GELI With XTS-AES or AES-CBC?

If you are using GELI to encrypt disks on FreeNAS or NAS4Free, there are multiple algorithms you can use. However, in practice, for me this always becomes a choice between AES-XTS and AES-CBC. Since every modern processor had AES primitives supported in hardware, these two offer performance other algorithms cannot reach.

The current industry standard for disk encryption is XTS-AES and that is mode I usually default to. It has been made specifically to facilitate full-disk encryption and has no known attacks (other than malleability attack common to practically all such algorithms).

Using AES-CBC is not as crazy as it seems. While there is a known “watermark” attack, GELI is not vulnerable at it uses CBC-ESSIV. And, while it is still vulnerable against malleability attack, it’s more resilient than XTS to some (albeit rather unrealistic) attacks while sharing CBC’s “friendliness” to altering bits on per-block level.

In the absence of any new attack, you are probably fractionally more secure with XTS but realistically both XTS-AES and AES-CBC with ESSIV can be considered equivalent and well-suited for full-disk encryption. That said, as security is not concern, are there performance differences between those two?

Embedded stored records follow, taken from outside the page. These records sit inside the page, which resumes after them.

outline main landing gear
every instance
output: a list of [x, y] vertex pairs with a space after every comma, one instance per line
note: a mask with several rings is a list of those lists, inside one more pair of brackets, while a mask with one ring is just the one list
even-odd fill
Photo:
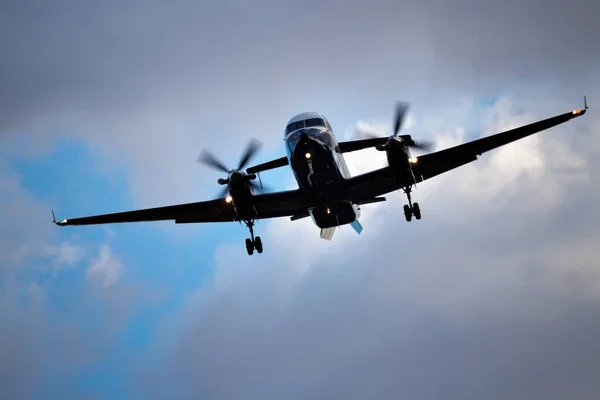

And there are. At least on NAS4Free albeit I believe the same applies across the BSD family – including FreeNAS.

My ZFS mirror on i3-4010U used XTS-AES-128 for encryption and its median write speed was 197 MB/s. The same mirror had its write speed increased to 389 MB/s once both disks were set to use AES-CBC-128. Interestingly, changing the encryption mode on a single disk to CBC while the other was still using XTS also improved performance – all the way to 384 MB/s. Mind you there are no security benefits running two disks in different encryption modes. I just did it for fun. :)

My Atom C2558 server using software encryption with XTS-AES only wrote at 110 MB/s. Once both physical drives used AES-CBC, speed jumped to 162 MB/s. Again, changing only a single drive in mirror to CBC increased write speed to 157 MB/s.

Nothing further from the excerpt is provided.